The Freeman Center (FC), its informal name, features a large, bright open space with several glass walls. There are small private offices with windows and doors, semi-private seating, rolling whiteboards, and a retractable screen for presentations. The feel is open, flexible, and collaborative, with distinct aromas of new paint and carpet to accompany the FC’s planned meetings and activities.

 

“One of the main goals is employment for students,” said Katherine Swain, FC career counselor. “Part of the plan and the design is that there will also be a good deal more marketing.”

 

Job development and outreach with local employers is managed by Salvatrice Cummo, PCC’s Executive Director of Economic and Workforce Development. Other services in the FC include resume writing, job placement strategies, and interview preparation workshops.

 

The FC is the new home of PCC’s internship program for graduate students in counseling programs from area universities. Interns from CSULA, CSUN, CSULB, and Azusa Pacific University come to PCC to work with students.

“They’re here to do career counseling, career advisement, and employment readiness,” said Swain. “We really like it. Students are really liking it.”

 

The FC also improved safety over the career center’s former location.

“It solves a number of problems. One of them was just the crowded environment, which really wasn’t so safe for students with disabilities,” Swain said. “It was pretty crammed in there. We would be moving chairs in an emergency. There would be backpacks and stuff …  it was likely to create a hazard trying to get out.”

 

Hiring of new permanent staff is also underway. Salaries will not be covered by donated funds, Swain added.

 

Kris Pilon, graphic communications technology professor, was pleased with the new FC.

“It is a great project that will benefit the students,” Pilon wrote in an email to committee and college leaders.

 

Fundraising is an important leadership responsibility at PCC.

“I work very closely with the Foundation. Bobbi Abram, the Executive Director, is part of my executive team,” said Superintendent-President Erika Endrijonas. “I attend all PCC Foundation Board and Executive Committee meetings. I meet regularly with current and potential donors, too.”

 

Those meetings, along with a powerful fundraising team, formed the Freeman Center.

“The donation of $300,000 was a request to the donors Molly Munger and Steve English as part of the Foundation’s IMPACT major gifts campaign,” said Abram. “Dr. Jack Scott, chairman of the campaign, Dr. Rajen Vurdien (former PCC superintendent-president), Senator Carol Liu, Salvatrice Cummo and I met with them and gave them a tour of the proposed remodel several months ago.”

 

Munger and English are longtime civil rights attorneys and activists for equality. Munger wanted to honor her late stepfather, PCC alumnus Robert G. Freeman. He was also active in civil rights and public education with the Pasadena Unified School District in the 1960s.

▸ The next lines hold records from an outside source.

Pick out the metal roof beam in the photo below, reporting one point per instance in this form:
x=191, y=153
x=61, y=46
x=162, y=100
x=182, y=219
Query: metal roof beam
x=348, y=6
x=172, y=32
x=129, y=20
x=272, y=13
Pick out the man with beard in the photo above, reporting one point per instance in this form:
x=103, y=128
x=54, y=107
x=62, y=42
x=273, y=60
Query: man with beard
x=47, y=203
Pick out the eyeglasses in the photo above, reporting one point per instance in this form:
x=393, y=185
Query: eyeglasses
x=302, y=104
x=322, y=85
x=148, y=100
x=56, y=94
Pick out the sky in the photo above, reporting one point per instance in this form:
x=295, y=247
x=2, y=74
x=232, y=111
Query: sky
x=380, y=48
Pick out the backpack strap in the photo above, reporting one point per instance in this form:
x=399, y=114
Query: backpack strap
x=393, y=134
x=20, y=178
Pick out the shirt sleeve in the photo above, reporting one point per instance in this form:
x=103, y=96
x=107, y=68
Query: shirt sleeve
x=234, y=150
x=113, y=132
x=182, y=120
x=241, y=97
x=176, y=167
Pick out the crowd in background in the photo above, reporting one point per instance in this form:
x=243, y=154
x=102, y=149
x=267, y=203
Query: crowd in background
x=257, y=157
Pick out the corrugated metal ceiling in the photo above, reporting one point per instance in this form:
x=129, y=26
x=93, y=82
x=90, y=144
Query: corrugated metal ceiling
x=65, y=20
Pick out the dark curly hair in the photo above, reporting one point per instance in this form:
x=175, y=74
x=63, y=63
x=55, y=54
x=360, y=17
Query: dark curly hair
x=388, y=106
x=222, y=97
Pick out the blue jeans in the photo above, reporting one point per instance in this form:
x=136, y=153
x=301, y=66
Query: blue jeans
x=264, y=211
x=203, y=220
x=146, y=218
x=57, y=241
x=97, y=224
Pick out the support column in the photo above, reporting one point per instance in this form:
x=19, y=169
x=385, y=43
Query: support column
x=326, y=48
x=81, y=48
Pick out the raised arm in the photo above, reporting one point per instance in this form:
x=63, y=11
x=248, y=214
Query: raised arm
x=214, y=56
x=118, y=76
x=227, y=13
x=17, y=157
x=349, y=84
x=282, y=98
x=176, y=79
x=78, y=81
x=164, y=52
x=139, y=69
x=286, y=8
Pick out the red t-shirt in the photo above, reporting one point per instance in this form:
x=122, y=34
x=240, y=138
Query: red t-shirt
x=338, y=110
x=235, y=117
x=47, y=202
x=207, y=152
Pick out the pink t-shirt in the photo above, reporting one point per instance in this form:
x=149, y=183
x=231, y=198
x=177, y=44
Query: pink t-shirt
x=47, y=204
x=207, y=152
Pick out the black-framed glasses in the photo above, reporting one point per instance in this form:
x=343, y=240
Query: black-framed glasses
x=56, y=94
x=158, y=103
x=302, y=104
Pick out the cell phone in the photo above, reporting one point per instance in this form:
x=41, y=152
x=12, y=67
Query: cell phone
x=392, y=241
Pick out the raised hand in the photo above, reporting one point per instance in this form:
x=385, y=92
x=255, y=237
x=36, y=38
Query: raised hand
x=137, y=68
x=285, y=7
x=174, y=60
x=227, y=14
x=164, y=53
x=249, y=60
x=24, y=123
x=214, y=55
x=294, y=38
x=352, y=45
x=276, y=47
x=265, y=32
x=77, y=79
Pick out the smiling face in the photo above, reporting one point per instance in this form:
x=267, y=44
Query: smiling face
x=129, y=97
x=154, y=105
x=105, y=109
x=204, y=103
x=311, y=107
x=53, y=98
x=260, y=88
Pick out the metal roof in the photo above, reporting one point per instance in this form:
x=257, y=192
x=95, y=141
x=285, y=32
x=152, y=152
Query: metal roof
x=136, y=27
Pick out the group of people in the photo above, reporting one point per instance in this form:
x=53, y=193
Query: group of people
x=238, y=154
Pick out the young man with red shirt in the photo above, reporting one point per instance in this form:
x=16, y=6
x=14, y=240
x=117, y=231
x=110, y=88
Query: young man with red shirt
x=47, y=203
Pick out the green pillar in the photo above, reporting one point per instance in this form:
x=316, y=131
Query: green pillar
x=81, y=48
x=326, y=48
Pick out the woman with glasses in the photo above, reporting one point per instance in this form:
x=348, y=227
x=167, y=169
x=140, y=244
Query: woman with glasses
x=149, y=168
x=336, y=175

“They have been previous donors to the Foundation,” Abram noted, adding that English and Munger are also husband and wife.

 

PCC sees the Freeman Center as a model for future investments on campus.

“The college would love to be able to provide that sort of learning environment for our students, as much as we could. I think it comes down to funding, honestly,” said Alex Boekelheide, Executive Director for Strategic Communication and Marketing. “At the moment, we are at the tail end of our existing bond which was issued in 2002. And so any facilities or improvement money we have comes from the state. And that’s a pretty limited pot.”

 

Donations for naming rights is a potential future revenue source.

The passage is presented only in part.